Repeated IC injections can produce localized fibrotic nodules in approximately 2 to 8% of long-term users. The proposed mechanism involves mechanical trauma from the injection and possible prostaglandin-driven fibroblast activation. Rotating injection sites and using the smallest effective dose minimize this risk.

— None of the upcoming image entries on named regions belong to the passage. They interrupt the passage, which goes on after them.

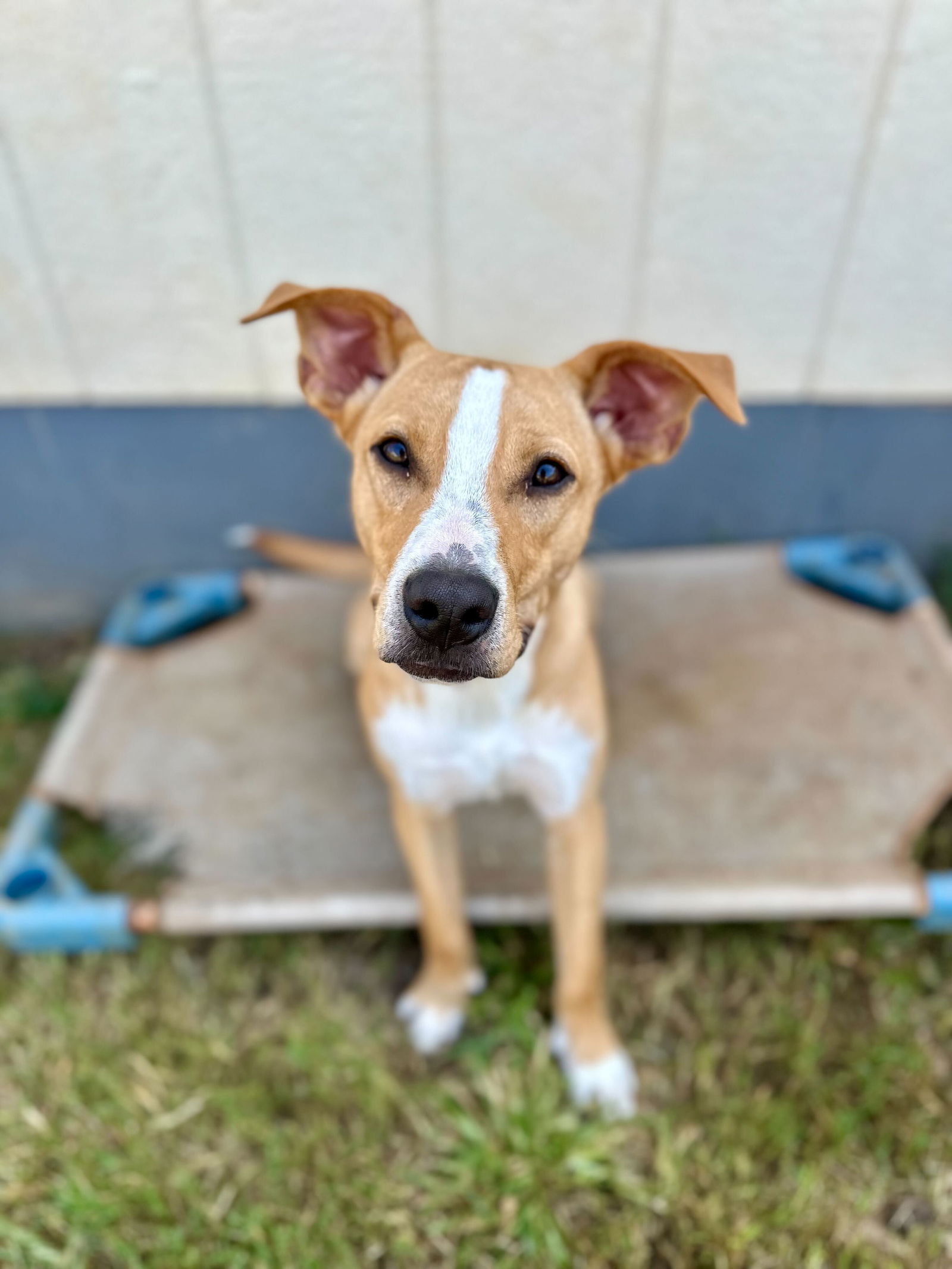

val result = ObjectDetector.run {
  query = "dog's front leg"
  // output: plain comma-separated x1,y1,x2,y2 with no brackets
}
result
549,797,637,1118
391,791,484,1053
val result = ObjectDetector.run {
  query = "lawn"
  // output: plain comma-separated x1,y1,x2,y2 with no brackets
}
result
0,614,952,1269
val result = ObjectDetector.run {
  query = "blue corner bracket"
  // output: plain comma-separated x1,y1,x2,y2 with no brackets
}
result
0,797,136,952
783,533,929,613
919,872,952,934
99,570,248,647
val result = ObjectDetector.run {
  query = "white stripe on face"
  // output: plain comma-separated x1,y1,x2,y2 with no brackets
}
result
383,366,515,644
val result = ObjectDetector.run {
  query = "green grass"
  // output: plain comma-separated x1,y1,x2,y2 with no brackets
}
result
0,629,952,1269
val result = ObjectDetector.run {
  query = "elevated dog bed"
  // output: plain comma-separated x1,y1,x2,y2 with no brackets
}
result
2,546,952,942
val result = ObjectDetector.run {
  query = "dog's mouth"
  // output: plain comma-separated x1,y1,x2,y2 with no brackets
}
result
397,661,485,683
380,632,499,683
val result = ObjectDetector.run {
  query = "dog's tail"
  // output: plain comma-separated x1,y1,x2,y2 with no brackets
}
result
225,524,371,581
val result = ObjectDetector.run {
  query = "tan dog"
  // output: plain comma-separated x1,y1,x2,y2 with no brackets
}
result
244,283,744,1116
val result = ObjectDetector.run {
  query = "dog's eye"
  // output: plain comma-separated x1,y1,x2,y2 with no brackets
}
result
374,437,410,467
530,458,569,488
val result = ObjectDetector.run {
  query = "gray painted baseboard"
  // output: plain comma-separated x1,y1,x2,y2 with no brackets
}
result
0,403,952,629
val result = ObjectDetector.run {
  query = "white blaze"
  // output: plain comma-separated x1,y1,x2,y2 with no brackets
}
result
383,366,508,641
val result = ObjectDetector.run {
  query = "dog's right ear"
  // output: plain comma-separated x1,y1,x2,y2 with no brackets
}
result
241,282,422,440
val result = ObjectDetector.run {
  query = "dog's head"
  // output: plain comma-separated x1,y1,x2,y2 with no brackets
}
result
244,283,744,683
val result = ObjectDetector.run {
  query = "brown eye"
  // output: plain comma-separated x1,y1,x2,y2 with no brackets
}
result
530,458,570,488
373,437,410,467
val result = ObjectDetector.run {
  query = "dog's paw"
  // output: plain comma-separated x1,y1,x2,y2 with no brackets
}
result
396,968,486,1055
550,1023,638,1119
396,991,466,1055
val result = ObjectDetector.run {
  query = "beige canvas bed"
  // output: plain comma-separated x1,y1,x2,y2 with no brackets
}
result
37,546,952,933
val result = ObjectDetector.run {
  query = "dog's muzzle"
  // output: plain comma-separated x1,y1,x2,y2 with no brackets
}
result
393,567,499,683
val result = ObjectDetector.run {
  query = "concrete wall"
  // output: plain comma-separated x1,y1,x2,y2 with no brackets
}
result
0,0,952,403
0,405,952,628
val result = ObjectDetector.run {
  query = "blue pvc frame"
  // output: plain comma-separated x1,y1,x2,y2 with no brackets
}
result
0,548,952,952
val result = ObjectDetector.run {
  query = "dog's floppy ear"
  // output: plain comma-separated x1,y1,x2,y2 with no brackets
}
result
241,282,422,439
563,340,746,482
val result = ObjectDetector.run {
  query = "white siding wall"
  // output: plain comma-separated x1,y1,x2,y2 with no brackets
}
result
0,0,952,401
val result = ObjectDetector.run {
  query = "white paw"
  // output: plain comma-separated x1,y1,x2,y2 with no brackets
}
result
396,966,486,1053
550,1023,638,1119
396,992,464,1053
222,524,258,551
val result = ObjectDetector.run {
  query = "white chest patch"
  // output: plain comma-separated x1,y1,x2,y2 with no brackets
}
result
373,650,596,820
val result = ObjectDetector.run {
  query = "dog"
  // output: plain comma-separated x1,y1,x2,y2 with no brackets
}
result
236,283,745,1117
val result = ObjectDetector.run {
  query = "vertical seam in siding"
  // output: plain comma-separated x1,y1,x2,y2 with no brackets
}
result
802,0,912,397
0,120,92,397
188,0,270,399
626,0,674,337
420,0,452,344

Practical Prescribing Framework for Clinicians

The following framework is intended for internists, urologists, and telehealth providers prescribing alprostadil:

1. Confirm PDE5 inhibitor failure or contraindication before prescribing alprostadil. Document at least two adequate trials (sufficient dose, appropriate timing) of a PDE5 inhibitor.
2. Screen cardiovascular status. Men whose sexual activity would place them at high cardiac risk should not receive alprostadil until cleared by cardiology.
3. Choose route based on patient preference and anatomy. IC injection produces higher local concentrations and better rigidity. MUSE suits men who cannot or will not self-inject.
4. Titrate in clinic for IC alprostadil. Start at 1.25 to 2.5 mcg for neurogenic etiology; 2.5 to 5 mcg for vasculogenic.
5. Counsel on priapism. Every patient receiving a prescription must know that erections lasting more than 4 hours require same-day emergency care.
6. Limit use to three times per week with at least 24 hours between doses.
7. Monitor for fibrosis. At each follow-up, palpate the penile shaft for nodules. Any palpable nodule warrants temporary cessation and urology referral.
8. Avoid concurrent vasoactive drugs without blood-pressure monitoring.